NEW YORK (MainStreet) — The arbitration clause--or the arb clause--is often the bane of many consumers who want to seek redress for a grievance against a company in court. Arb clauses turn up anywhere from payday loan contracts to college enrollment agreements and prevent customers from suing. Rather than facilitate good-faith mediation, arb clauses have increasingly put the power to settle disputes in the hands of a company selling a product or service.
For-profit colleges have routinely included anti-student arb clauses in enrollment agreements. A bill introduced in Congress last week called the Court Legal Access & Student Support (CLASS) Act would attempt to stop this arbitration land grab by prohibiting schools from receiving federal student aid dollars that restrict students’ ability to pursue legal claims, individually or as part of a class action lawsuit.
The bill's proponents say that if the CLASS Act had been law, students defrauded by Corinthian colleges, which was shut down last week, would have been able to sue the school directly to have their student loans written off rather than take the more problematic route of going through the Department of Education (ED).
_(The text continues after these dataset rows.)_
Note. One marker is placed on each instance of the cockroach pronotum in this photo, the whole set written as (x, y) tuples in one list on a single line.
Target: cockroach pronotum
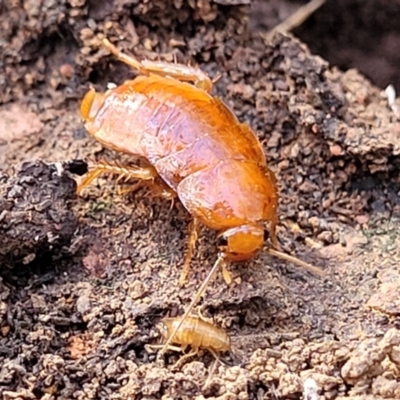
[(195, 149)]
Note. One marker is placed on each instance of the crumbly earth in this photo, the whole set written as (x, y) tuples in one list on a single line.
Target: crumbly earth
[(86, 279)]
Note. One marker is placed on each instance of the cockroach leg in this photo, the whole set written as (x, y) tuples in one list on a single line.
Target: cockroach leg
[(203, 287), (160, 346), (178, 71), (128, 172), (226, 274), (202, 317), (211, 374), (183, 358), (192, 243)]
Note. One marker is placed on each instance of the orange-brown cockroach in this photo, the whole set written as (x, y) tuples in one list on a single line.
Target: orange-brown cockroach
[(195, 149)]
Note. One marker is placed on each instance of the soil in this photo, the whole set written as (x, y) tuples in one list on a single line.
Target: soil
[(86, 279)]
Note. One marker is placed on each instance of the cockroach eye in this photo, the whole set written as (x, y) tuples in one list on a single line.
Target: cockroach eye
[(222, 241)]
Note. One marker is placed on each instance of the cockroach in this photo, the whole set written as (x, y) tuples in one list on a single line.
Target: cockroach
[(197, 333), (195, 149)]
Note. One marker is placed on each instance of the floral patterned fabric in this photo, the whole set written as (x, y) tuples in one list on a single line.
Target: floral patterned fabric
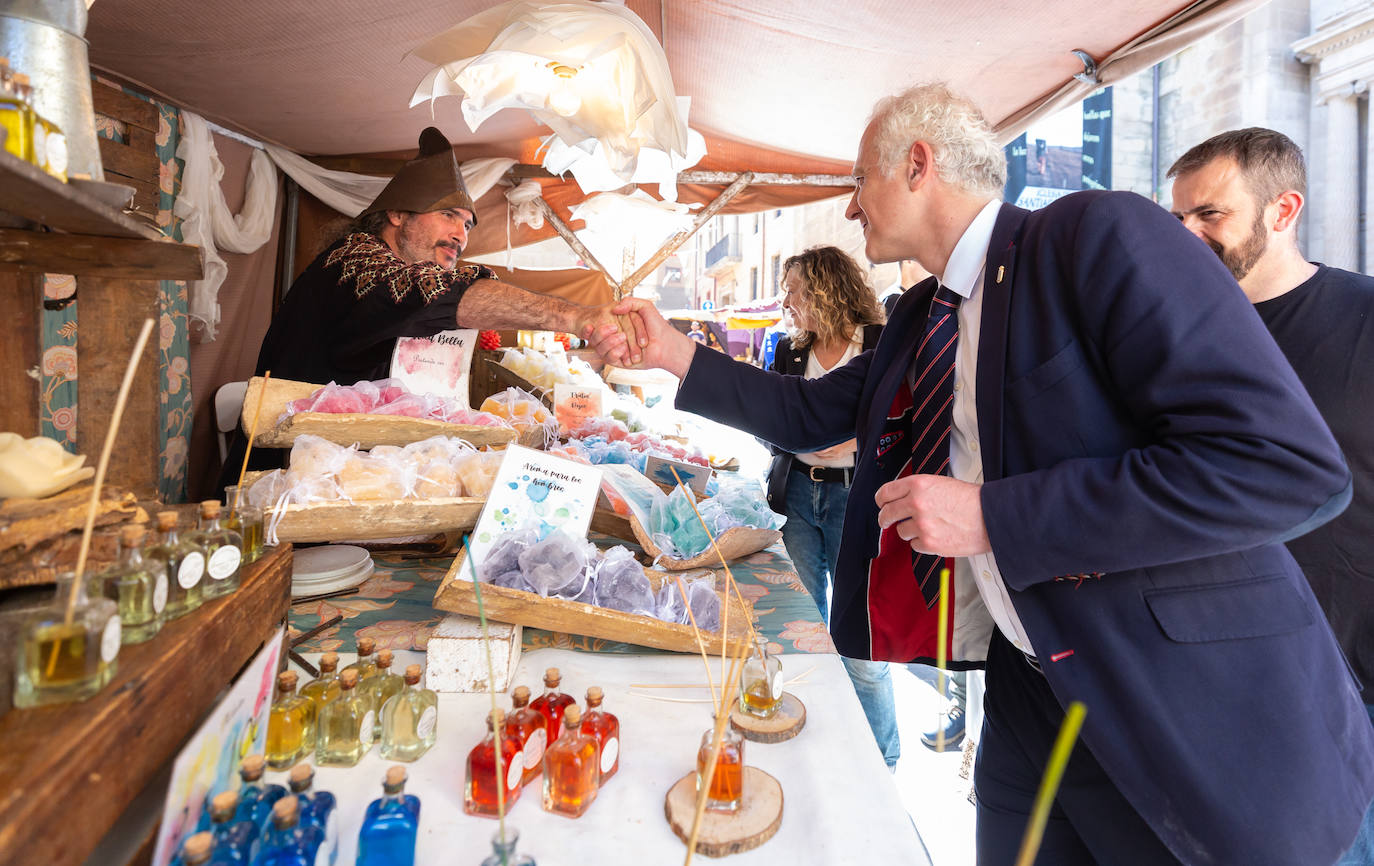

“For years, unscrupulous for-profit colleges have enriched themselves by devouring billions in federal student loan dollars while leaving students with worthless degrees and a mountain of debt,” said Senator Dick Durbin (D-Ill.), who introduced the bill with Rep. Maxine Waters. (D-Calif.)
“Students have had little to no recourse, unable to hold these companies accountable in court because of the fine print in enrollment contracts,” Durbin stated.
“This legislation will help put an end to the use of mandatory arbitration clauses in federally funded school enrollment agreements – a trend that does nothing but protect the predatory institutions that are harming our children,” said Waters.
According to Lauren Saunders, managing attorney at the National Consumer Law Center, the bill would invalidate the arbitration clauses, which hamstring the customer when it comes to seeking redress in the courts by denying them access while the lender calls the shots.
"The fine print of many contracts prohibits consumers from taking a company to court if the company violates the law," said Saunders. "Instead, the dispute must be resolved before a private arbitrator who is usually paid by the company, does not have to follow the facts or the law, and is not reviewed by an impartial judge." The fine print also typically bans class actions and prevents a court or the arbitrator from ordering a company to compensate all of the people who were harmed.
Trying to get consumer-friendly legislation through the Republican-dominated Congress may be a fraught exercise, but leveling the playing field for students has become a bi-partisan pre-occupation, especially for for-profit colleges that have been getting over on taxpayers.
What's more, ECMC Group, a student loan debt collector and a not-for-profit company, bought 56 former Corinthian College campuses before last week’s shutdown of its remaining locations. ECMC Group, which has created its Zenith Education subsidiary to run the former Corinthian schools, has adopted similar provisions that limit arbitration in its enrollment agreements.